Construction of Heterokaryons Containing Homozygous Germ-Line Knockouts for the ATU Gene.

Star (*) strains have defective mics; they form conjugal pairs but cannot donate genetic material. When mated to a star strain, a normal strain donates a gametic nucleus but receives nothing in return when gametic nuclei are normally reciprocally exchanged. The single haploid nucleus in each conjugant then diploidizes and most cells separate without forming a new mac. These cells retain their old macronuclear phenotype and can be immediately remated but have new, homozygous micronuclear genotypes that depend on the genetic composition of the normal parent and which meiotic product was (randomly) selected to form gametic nuclei. This process is referred to as round 1 of genomic exclusion (16) (Fig. 3).
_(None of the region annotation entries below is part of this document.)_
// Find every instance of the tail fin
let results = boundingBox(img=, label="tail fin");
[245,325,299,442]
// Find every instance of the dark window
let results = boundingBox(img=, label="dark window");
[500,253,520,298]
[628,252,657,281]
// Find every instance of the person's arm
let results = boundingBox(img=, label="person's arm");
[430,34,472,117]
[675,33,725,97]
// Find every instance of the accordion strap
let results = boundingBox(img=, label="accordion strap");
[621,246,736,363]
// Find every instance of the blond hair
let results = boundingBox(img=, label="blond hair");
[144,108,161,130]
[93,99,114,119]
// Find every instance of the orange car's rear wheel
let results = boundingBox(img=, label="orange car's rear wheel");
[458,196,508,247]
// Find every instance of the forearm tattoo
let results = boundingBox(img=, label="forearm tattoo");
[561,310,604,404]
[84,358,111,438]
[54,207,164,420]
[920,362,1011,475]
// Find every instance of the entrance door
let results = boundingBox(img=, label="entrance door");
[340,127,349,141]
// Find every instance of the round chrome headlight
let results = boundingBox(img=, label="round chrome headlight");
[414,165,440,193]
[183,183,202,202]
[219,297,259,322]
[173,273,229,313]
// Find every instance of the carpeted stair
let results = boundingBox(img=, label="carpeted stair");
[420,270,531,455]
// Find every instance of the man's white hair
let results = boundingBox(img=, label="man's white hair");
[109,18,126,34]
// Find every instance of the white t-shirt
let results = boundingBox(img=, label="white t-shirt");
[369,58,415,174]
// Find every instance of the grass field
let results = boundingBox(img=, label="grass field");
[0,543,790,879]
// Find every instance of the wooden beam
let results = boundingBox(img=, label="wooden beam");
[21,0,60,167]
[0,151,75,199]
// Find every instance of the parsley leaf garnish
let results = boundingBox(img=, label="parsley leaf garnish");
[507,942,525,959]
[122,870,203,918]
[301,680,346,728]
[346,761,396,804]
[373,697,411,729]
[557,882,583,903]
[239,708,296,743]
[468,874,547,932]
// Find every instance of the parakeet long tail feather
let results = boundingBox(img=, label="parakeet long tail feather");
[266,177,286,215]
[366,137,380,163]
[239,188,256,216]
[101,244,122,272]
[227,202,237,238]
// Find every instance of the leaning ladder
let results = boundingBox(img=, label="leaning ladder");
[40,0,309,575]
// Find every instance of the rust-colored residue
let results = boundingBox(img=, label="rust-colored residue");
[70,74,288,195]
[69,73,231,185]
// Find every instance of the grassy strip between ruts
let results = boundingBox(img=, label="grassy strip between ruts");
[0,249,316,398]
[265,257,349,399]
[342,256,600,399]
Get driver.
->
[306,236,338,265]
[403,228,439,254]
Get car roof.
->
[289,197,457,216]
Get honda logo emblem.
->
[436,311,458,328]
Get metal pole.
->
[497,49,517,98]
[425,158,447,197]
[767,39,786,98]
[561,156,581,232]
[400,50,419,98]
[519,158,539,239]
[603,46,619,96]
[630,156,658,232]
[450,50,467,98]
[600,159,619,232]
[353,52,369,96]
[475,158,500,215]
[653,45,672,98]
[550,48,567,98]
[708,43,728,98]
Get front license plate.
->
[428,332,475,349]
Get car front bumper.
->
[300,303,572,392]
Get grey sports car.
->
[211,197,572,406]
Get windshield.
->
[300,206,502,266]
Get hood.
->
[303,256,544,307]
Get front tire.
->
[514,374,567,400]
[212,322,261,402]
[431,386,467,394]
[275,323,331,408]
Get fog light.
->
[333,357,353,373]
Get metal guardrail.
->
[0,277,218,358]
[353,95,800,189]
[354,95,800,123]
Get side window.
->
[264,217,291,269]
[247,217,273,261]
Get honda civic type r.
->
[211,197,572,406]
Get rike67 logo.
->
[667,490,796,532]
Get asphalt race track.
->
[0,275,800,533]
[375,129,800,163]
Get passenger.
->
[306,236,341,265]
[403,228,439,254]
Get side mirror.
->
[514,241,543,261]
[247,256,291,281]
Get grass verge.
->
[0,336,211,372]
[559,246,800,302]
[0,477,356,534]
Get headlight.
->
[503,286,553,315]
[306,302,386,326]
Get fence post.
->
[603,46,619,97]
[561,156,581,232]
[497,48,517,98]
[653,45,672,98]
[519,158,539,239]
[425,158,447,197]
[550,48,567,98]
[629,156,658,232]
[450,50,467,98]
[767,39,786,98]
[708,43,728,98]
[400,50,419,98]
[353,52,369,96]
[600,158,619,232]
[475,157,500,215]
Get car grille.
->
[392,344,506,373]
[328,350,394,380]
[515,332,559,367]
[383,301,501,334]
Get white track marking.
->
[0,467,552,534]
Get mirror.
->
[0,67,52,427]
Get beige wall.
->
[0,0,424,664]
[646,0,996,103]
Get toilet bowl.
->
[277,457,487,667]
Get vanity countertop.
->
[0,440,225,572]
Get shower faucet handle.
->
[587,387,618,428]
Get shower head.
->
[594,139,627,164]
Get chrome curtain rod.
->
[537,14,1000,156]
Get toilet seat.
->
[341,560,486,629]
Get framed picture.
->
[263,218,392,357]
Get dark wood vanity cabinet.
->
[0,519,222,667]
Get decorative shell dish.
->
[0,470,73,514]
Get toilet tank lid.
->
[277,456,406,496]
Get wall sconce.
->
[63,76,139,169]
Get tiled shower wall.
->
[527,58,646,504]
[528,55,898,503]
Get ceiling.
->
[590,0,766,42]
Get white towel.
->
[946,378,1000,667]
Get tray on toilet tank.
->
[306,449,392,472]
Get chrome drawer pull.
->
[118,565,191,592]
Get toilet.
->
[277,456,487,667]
Both AKO2 and AKO5 could form pairs with the strain B* (VI) which is mp sensitive. Single pairs were isolated and exconjugants were each isolated into individual drops of medium and treated with mp to select for the “nonstar” or normal parent side (Fig. 3). Two clones, one derived from AKO2 and one from AKO5, were obtained which, when crossed to CU427, gave cy-r progeny all of which were also pm-r, indicating that both copies of the ATU gene had been knocked out in the diploid mics of these two clones. Since they are pm-s, that is, their macs contain only the wild-type ATU gene, the two round 1 clones (AAKO2 and AAKO5) are the desired heterokaryons.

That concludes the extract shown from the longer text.